Indian approach towards de-dollarization is a cautiously active approach, which continues to balance the pragmatic approach of economic interests and long-range strategic positioning. External Affairs Minister S. Jaishankar has also emphasized that de-dollarization is not part of India’s policy, reflecting that India need to have strong relations with the US, who is a key trading partner. Nevertheless, the Reserve Bank of India (RBI) has stepped up to minimize the dollar dependency. As of 2025, banks from 30 countries, including Russia, Malaysia, and the UAE, are authorized to open Special Vostro Rupee Accounts for Rupee-based trade. 


Settlements in local currencies to promote bilateral trade have been enhanced by agreements with the UAE and Indonesia. As an example, the trade between India and the UAE has undergone significant growth ever since the introduction of the Comprehensive Economic Partnership Agreement (CEPA) in 2022 and reached approximately $83.6 billion in FY 2023-24. Local currency banking through currency swap agreements such as the $75 billion deal with Japan and a $400 million swap with the Maldives under the SAARC framework further eases local currency comfort. The joining of BRICS discussions on developing other financial systems is another indicator that India is willing to be de-dollarized, but the country is cautious not to do anything that would cause friction with the US.

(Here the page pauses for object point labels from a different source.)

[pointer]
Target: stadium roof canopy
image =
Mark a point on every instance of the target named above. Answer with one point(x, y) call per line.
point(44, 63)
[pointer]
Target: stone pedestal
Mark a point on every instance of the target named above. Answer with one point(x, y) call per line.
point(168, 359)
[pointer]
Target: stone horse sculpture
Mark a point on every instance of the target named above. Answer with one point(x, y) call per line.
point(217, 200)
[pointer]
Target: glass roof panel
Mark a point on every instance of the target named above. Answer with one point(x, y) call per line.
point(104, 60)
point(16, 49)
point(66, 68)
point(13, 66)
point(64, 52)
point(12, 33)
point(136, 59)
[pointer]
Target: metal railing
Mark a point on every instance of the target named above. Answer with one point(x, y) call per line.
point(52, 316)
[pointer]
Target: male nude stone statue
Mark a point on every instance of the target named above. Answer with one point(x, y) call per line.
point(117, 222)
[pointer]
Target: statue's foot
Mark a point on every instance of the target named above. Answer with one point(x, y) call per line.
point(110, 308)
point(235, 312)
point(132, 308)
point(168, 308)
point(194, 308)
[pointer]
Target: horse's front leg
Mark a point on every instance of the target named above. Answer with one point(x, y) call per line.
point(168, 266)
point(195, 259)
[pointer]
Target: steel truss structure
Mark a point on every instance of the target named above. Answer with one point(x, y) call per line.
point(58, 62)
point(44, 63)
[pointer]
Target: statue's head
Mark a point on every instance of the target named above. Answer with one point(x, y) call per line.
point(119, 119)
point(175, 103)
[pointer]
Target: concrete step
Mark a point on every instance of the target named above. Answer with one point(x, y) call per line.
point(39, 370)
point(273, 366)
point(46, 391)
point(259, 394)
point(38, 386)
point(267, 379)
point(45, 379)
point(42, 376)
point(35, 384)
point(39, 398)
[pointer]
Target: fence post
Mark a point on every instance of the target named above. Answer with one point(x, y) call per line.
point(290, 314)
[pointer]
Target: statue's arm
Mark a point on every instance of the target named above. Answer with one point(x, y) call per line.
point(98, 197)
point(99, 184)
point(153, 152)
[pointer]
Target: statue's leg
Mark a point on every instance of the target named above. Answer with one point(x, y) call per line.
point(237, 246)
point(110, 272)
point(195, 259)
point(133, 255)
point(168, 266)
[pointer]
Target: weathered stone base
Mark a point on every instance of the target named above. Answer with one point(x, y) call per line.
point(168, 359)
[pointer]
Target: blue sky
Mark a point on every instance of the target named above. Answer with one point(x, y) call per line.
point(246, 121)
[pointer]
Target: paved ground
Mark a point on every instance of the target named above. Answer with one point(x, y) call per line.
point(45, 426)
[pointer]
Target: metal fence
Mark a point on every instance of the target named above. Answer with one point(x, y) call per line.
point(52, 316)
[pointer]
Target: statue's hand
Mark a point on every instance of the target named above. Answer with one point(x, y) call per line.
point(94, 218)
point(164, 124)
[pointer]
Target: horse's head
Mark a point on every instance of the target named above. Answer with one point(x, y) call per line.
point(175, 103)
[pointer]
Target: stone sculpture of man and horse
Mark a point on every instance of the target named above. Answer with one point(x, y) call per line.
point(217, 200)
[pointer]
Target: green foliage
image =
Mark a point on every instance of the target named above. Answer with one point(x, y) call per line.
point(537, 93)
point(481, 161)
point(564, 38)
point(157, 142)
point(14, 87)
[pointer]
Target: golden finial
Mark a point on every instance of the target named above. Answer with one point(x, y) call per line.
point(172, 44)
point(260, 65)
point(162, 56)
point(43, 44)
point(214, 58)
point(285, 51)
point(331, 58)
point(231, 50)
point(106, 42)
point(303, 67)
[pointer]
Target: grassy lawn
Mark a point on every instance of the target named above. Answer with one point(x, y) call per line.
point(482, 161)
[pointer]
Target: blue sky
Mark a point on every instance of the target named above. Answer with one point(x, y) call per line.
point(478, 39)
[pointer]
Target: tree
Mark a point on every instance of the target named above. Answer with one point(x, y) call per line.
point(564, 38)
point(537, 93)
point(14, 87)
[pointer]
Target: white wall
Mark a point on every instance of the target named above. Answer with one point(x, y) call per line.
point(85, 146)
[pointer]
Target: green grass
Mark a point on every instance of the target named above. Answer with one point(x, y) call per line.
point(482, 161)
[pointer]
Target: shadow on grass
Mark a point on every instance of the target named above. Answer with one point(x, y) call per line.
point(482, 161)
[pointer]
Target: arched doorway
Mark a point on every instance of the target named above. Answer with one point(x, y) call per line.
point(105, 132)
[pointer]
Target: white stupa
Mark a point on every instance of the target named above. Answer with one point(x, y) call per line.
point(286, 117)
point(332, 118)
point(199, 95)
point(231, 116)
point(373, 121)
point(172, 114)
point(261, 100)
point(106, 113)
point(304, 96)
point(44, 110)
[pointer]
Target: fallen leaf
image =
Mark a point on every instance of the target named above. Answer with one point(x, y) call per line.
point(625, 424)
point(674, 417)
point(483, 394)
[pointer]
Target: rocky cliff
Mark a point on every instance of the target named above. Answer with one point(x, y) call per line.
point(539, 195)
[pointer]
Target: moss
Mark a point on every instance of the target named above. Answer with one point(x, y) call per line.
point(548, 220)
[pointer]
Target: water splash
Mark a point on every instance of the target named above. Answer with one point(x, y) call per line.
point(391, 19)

Benefits & Challenges for India


There are a few strategic and economic benefits of de-dollarization for India as well. The local currency trading eliminates exposure to dollar fluctuations thereby stabilizing expenses of exporters and importers. For instance, fluctuations in the dollar’s value can disrupt India’s import bills, particularly for oil and gas, which account for a significant portion of its trade. Bypassing dollar conversions minimizes transaction costs, benefiting small and medium enterprises, the backbone of India’s economy. Decreasing dependence on the dollar increases the monetary autonomy of India, removing it against the spillover effects of actions of the US Federal Reserve, including an increase in the interest rates. Diversifying reserves with assets like the Euro or gold hedges against dollar-specific risks. Trade of local currency also develops better economic relations with potential emerging markets in South America, Africa, and Asia, developing new trade and investment opportunities.


[Image Sources: Shutterstock]
[Image Sources: Shutterstock]

Though it is promising, de-dollarization poses significant challenged. Smaller currencies like Indian Rupee might not be as stable and liquid as the dollar, increasing trade volatility risks. The universal acceptability of the dollar makes it unsurpassable in huge transactions. The move to abandon the dollars might negatively influence the relations between India and the US, especially considering the President Donald Trump warnings to impose tariffs on the nations aiming to de-dollarize. Some analysts caution that de-dollarization might unintentionally strengthen the Chinese Yuan, undermining India’s strategic interests given regional tensions with China. Creating a balance between these kinds of risks needs a cautious act in order to maintain the economy and geopolitical status of India.


Way Ahead


There is an ongoing strategic action to the reversal of the US dollar reliance of India. Diversifying trade in Rupee, negotiating currency-swap arrangements and being active in the BRICS organizations, India is on a gradual path of reducing its dependence on the dollar as it also ensures that its position with the United States is not affected. This trend is an indication that India does not plan to move out of the dollar network completely but to diversify it-based financial alternatives. Despite the fact that (and most prominently) the hegemony of the dollar, a comparatively slight international demand to the Rupee, and a persistence of geopolitical ambiguities continue to stand in its path, India could certainly attain practical gains as an outcome of its cautious approach, as de-dollarization. Supplementary benefits offered by it include reduced transaction costs, better system-shock resistance and increased ability to impact, as opposed to simply being impacted by, the emergent global financial architecture.